Inland California, which includes the Inland Empire and Central Valley, is home to 30% of the state’s population, and growing significantly faster than the state as a whole. The economic output of Inland California is also massive. At $436 billion in GDP (2015), the region’s economy equals the 15th largest state in the United States and the 25th largest country in the world.
We’re also younger, with one third of the population is under the age of 25, providing employers here with a pipeline of workers they won’t find anywhere else.
These are some of the reasons why so many emerging industries, from healthcare and transportation to alternative energy and advanced manufacturing, look to places like the Inland Empire for their next wave of major investments.
The state sees it too, which is why the California Air Resources Board (CARB) is investing more than $400 million in a state-of-the-art vehicle-emission testing and research facility at the University of California Riverside.
In San Bernardino County, state grants will help pay for what will ultimately become North America’s first zero-emission passenger trains as part of the Redlands Passenger Rail System.
In addition, the region has won two major grants from the Strategic Growth Council, totaling over $55 million in investments that provide for affordable housing and community development in key transit corridors.
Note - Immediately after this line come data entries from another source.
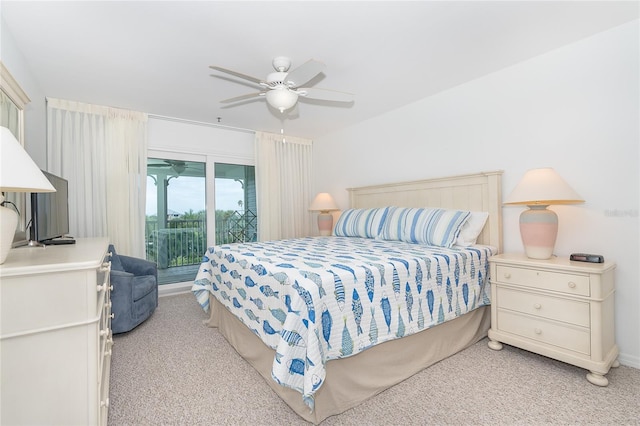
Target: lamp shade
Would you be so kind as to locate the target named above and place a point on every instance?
(543, 186)
(18, 172)
(537, 189)
(323, 203)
More broadly, these kinds of investments represent a growing recognition — in the public, private and philanthropic sectors — of how important the Inland Empire is to the state’s long-term vitality.
Indeed, private philanthropic foundations have significantly increased their investment in the Inland Empire over the past several years, from $61.3 million in 2013 to $115 million three years later. This increase has mostly been driven by investments from outside the region that more than doubled, from $46 million to $98 million. Our Center for Social Innovation was created from these kinds of investments, with nearly $2 million in seed investments from the Wallace H. Coulter Foundation, James Irvine Foundation, and Weingart Foundation in 2018, and an additional $1.2 million since.
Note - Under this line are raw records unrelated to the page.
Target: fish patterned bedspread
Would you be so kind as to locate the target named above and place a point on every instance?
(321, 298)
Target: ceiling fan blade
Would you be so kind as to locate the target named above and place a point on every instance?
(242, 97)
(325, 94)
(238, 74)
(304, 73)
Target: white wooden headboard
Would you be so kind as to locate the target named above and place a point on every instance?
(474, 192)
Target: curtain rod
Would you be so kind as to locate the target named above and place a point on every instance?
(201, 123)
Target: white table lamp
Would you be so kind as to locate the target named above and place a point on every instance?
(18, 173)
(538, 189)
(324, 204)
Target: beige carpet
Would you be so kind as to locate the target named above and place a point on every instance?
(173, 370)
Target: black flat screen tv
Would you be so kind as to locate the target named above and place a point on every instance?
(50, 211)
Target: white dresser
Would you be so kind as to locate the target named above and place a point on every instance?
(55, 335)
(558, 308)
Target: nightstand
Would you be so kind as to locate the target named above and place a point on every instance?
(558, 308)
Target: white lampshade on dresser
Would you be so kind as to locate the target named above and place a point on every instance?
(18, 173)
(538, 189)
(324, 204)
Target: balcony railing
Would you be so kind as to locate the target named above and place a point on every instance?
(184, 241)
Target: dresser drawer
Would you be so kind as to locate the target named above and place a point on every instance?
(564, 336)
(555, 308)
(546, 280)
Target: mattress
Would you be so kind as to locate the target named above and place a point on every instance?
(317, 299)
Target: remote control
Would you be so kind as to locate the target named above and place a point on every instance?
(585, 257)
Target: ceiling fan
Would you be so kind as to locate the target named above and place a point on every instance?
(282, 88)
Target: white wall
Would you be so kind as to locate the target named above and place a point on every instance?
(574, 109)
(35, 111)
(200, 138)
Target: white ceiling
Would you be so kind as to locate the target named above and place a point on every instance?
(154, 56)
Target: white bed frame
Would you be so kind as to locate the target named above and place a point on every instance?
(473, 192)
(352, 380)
We are not resting on our laurels, however, and neither is the region. Last month, officials and stakeholders from throughout the Inland Empire, Central Valley and the state gathered in Riverside for the first regional summit of Inland California Rising – an unprecedented effort to find common cause and attract even more investments to regions like ours that represent the future of California.
Importantly, we were not simply talking amongst ourselves. Senior leaders from the Newsom administration, from economic development to higher education and planning, used the occasion to announce a major statewide initiative called Regions Rise Together where Inland California will play a significant role.Foundation leaders attended, too, including four CEOs and senior program officers from Southern California funders like Weingart, to statewide funders like the James Irvine Foundation, to national and global funders like the Chan Zuckerberg Initiative and the Bill and Melinda Gates Foundation. All are interested in learning about the progress being made, and are committed to increasing public, private, and philanthropic investments in the Inland Empire and Central Valley. And we are already seeing tangible signs of progress, such as the creation of Opportunity Zone fellowships from FUSE Corps that will benefit Fresno and the Inland Empire alike, and engagement from Milken Institute and others to build a stronger tech ecosystem in the region.
California’s future is inland. Critical investments in the region’s innovation economy, civic leadership, health, and education, are vital to ensuring prosperity in the region and fulfilling the promise of “California for all.”